Chapter Text
“No, the house is definitely not haunted, why do you ask?”
Neither of them had asked. The real estate agent laughs musically. “And I know it looks like a bit of a fixer-upper, but I promise you it’s in great shape on the inside.”
“Really,” says Shepard dubiously.
“Totally! Let’s go in and take a look.”
The agent marches up to the front door. Shepard follows more slowly, eyeing the house. It’s a cool, soothing shade of green, two stories, with a pointed roof. Fixer-upper? After a lifetime on shipboard or in Alliance housing, Shepard hardly knows what a solidly built house is supposed to look like.
With two windows overlooking the front door, it does look just a little bit like a face, though, doesn’t it?
“It looks solid enough to me,” Garrus says quietly from behind her. “The agent sure seems eager to get it off her hands, though.”
Shepard shrugs, heading up to the doorstep where the real estate agent is waiting with a smile. “Let’s see what the inside is like.”
Inside, it’s clean, quiet, sparsely furnished. Haunted? No; rather, anything personal seems to have been stripped away and replaced with stock art or tasteful sprays of artificial flowers in narrow glass vases.
“This is probably more space than we need,” Garrus says to the agent. “We’re really just looking for a quiet retreat for a few months.”
“Of course, I understand completely,” the agent says. “There are certainly other properties you could take a look at. But this is really a special house, I thought of it as soon as you called.”
Because you wanted to get rid of it? Shepard wonders, but she wanders into the kitchen anyway, leaving the two of them behind in the living room. It’s a spacious, oblong kitchen. Plenty of room for two people to prepare two different meals. Not that Shepard knows how to cook. Smooth gray stone countertops, white cabinets. Shepard moves to look out the kitchen window, placed over the sink.
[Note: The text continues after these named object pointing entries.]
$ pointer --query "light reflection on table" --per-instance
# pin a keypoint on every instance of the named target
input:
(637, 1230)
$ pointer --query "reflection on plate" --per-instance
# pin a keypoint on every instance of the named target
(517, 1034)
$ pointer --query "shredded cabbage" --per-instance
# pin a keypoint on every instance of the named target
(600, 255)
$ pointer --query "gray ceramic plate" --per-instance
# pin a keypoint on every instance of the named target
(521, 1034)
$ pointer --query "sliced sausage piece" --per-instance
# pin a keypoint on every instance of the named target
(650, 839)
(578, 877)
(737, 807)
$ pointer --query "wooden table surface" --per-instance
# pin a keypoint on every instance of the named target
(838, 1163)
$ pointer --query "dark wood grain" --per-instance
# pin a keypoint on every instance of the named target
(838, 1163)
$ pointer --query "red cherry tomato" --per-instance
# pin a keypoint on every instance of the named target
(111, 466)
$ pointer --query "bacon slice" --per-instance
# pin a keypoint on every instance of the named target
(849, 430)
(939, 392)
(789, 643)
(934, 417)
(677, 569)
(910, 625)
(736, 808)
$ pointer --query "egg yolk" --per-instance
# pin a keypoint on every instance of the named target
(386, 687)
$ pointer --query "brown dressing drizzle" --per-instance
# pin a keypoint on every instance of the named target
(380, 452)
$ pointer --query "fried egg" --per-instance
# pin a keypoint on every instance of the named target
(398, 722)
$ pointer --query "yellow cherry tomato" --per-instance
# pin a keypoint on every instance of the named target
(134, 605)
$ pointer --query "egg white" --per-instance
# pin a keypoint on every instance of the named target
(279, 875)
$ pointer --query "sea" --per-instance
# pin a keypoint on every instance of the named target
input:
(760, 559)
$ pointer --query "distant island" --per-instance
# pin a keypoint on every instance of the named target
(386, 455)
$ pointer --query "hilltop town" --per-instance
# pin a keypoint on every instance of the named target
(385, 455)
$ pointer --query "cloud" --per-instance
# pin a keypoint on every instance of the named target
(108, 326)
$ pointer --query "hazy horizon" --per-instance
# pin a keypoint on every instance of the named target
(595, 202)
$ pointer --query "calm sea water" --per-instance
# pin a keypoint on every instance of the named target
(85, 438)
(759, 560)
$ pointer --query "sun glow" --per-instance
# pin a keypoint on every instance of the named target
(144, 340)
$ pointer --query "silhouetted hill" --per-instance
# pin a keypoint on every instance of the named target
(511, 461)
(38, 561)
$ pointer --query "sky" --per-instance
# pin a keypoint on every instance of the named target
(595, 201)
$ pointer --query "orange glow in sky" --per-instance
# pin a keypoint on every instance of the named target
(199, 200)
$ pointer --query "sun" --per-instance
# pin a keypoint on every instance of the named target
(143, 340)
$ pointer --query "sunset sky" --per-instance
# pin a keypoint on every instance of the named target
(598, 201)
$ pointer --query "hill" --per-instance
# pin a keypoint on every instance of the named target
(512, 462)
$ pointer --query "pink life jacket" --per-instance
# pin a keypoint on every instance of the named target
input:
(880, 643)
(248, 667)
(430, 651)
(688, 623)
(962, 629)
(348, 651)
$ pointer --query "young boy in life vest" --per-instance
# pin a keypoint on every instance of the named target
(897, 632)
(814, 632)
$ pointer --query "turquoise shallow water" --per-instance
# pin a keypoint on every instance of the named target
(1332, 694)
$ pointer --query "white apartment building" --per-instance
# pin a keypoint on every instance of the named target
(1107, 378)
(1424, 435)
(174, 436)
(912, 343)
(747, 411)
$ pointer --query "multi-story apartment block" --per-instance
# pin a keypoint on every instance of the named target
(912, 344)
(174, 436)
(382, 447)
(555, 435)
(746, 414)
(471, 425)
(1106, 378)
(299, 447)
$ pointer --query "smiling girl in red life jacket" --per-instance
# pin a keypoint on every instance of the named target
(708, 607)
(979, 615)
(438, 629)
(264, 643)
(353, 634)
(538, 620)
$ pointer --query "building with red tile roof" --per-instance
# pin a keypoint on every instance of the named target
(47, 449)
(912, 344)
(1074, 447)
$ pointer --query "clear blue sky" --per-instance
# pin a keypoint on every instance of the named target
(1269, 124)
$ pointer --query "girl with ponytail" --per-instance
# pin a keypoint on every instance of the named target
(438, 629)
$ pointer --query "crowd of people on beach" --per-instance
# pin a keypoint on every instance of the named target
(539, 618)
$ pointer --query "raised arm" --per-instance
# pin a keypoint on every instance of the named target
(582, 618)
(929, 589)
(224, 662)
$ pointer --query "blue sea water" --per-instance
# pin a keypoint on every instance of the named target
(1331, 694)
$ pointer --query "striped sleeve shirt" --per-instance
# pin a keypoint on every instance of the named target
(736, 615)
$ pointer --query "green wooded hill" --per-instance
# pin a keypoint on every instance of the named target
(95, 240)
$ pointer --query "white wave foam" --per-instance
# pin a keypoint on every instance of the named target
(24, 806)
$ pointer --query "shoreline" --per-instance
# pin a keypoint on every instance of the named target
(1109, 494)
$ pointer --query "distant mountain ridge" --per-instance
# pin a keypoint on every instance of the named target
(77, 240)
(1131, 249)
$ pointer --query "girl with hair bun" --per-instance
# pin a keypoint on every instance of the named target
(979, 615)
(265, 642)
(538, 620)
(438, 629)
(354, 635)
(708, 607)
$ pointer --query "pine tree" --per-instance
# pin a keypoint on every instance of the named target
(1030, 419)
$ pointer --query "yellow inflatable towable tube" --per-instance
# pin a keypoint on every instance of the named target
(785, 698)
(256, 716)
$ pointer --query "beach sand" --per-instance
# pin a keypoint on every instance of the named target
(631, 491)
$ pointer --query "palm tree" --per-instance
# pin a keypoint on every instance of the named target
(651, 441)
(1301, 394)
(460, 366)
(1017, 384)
Outside, she can see a small shed painted the same color as the house off to the right, and a stand of trees that degenerates into shattered tree stumps at the nearest edge. Beyond the trees are mist-covered hills; it’s too cloudy today to get a clear view. Standing there at the sink, Shepard has a sudden, powerful vision of a Reaper poised outside on its grasping black legs, its killing red beam lancing across the view, scorching and destroying those trees. Now, years after the war, those scars have faded.
She smells tea and cookies. For a moment, Shepard imagines that if she turns around, she’ll see… someone. A middle-aged woman, her mind tells her, in a comfortable cardigan, nose buried in a book as she sits at the kitchen table with a cup of tea cooling by her side. Shepard finds she doesn’t want to turn around, caught up in the calmness of that image.
Someone had a life here, before the Reapers came; maybe a peaceful, quiet, comfortable life.
She turns around anyway, hearing voices approach from the other room.
Of course, there’s no one sitting at the table. The tempting aroma fades away as soon as Shepard moves.
“These are all high-end appliances,” the agent tells her brightly from the doorway.
“I’m sure they’re fine,” Shepard says, glancing at Garrus.
He smiles at her. “I hear there are two guest rooms, if we want them.”
“Well, we could have people over,” Shepard says with a shrug, and follows them toward the stairs, looking around as she goes.
“See, what did I tell you? Everything’s in good shape,” the agent says.
And definitely not haunted, Shepard adds to herself, sarcastically.
Still. Shepard feels nothing but peace and quiet from this house. If there’s a ghost here, she wouldn’t mind seeing what its life was like.